We've written for years that cap and trade's real purpose was to create another revenue stream for politicians, and California businesses are suing the board for illegally imposing a tax disguised as a regulatory fee. Mr. Steinberg's "investment strategy" proves their case.
=
and my response was

"cap and trade is about income redistribution. "

Government is about redistribution, usually from my wallet into a defense contractor's bank account. In fact, life is about redistribution; it's called the food chain. but it's about redistributing energy from the sun to a cow to me.

"California seems to be the place where bad ideas go to live—and reproduce"

yup. took us until 2012 to throw enuf of his descendants out to get back a functional government.

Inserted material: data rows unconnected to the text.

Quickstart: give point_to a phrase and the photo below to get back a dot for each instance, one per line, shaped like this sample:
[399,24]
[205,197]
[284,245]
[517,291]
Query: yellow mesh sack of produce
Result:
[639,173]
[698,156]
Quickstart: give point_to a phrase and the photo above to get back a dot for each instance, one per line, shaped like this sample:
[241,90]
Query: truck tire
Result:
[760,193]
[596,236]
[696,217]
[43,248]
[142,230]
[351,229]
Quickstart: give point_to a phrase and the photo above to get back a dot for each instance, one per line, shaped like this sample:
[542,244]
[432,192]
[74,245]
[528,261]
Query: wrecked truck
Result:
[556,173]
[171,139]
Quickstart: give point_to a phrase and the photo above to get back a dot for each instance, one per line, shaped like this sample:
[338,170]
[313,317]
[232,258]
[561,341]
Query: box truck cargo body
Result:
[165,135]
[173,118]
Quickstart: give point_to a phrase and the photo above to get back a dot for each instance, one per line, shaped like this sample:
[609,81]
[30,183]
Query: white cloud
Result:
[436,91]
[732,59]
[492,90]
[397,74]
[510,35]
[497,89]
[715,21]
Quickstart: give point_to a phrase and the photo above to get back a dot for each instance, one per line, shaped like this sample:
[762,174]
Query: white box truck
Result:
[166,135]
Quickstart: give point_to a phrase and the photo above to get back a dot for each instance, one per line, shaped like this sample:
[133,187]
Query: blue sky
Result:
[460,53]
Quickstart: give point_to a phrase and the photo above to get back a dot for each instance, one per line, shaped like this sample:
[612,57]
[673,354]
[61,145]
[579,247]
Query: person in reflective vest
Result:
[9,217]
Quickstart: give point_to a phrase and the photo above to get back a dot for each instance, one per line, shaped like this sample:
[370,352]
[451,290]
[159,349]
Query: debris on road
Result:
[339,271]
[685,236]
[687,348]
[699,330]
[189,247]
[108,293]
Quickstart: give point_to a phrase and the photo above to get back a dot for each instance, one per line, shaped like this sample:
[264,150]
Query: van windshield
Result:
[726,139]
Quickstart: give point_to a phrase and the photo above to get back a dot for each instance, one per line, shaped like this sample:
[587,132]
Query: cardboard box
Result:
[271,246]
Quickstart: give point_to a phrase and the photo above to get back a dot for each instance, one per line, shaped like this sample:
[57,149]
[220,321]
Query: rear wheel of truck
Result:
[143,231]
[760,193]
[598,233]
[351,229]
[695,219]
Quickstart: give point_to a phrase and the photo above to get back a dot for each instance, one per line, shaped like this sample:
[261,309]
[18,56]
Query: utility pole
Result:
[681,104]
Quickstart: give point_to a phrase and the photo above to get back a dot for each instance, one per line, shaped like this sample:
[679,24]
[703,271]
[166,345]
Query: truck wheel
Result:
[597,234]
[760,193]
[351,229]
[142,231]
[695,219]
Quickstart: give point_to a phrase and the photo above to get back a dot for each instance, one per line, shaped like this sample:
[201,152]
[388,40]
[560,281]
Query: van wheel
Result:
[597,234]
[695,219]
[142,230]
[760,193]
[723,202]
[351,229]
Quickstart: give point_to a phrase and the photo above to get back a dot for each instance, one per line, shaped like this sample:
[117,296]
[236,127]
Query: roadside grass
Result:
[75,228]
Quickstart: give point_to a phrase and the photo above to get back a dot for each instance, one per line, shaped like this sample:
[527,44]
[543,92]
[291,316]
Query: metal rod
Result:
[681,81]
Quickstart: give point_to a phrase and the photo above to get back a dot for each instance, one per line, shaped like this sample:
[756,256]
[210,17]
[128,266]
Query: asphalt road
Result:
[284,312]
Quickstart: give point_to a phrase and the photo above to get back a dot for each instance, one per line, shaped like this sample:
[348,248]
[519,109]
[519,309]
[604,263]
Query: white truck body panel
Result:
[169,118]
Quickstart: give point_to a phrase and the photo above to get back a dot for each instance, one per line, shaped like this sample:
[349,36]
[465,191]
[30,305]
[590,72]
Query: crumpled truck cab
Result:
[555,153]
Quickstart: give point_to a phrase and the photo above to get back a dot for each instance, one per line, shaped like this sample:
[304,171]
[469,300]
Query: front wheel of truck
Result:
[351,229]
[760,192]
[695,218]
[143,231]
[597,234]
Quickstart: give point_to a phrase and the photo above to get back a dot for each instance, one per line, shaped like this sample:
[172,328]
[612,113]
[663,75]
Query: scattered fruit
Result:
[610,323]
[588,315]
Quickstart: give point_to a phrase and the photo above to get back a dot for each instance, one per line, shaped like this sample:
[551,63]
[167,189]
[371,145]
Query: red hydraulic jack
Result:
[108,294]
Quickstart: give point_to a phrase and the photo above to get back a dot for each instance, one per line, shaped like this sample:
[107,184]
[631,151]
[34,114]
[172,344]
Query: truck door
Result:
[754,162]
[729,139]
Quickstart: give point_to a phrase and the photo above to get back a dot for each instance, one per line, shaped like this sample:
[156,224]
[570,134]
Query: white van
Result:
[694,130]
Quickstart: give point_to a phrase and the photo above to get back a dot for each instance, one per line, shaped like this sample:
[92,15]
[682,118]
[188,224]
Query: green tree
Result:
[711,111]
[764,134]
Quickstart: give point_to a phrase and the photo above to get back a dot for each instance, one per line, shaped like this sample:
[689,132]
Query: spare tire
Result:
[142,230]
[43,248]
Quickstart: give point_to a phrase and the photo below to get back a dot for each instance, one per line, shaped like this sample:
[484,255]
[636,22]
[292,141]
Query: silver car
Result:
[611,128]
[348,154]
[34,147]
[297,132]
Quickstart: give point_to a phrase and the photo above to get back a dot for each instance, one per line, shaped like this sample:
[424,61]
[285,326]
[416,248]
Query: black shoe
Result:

"Governor Jerry Brown last year seized, er, "borrowed" nearly all of the auction proceeds for general-fund expenses"

that was very wrong.

OTH, "Mr. Steinberg now plans to raise Mr. Brown by spending future cashflows on his personal favorites: 40% for "sustainable communities" (i.e., affordable housing in urban areas); 30% for mass transit; 20% for high-speed rail; and 10% for roads and bike paths. " is pretty much



I'd put more into rail, altho I could be convinced that HSR is mass transit, and a lot into retrofit conservation as part of sustainable communities. Then I would put Van Jones in charge, Message 28888938 settle back on my deck with a bowl full of pipeweed and mug of coffee, and read about our successes in a west coast newspaper not owned by Rupert Murdoch.

"The cap-and-trade revenues must be used to reduce carbon emissions"

Exactly what sustainable communities, electric mass transit, bike paths, etc do.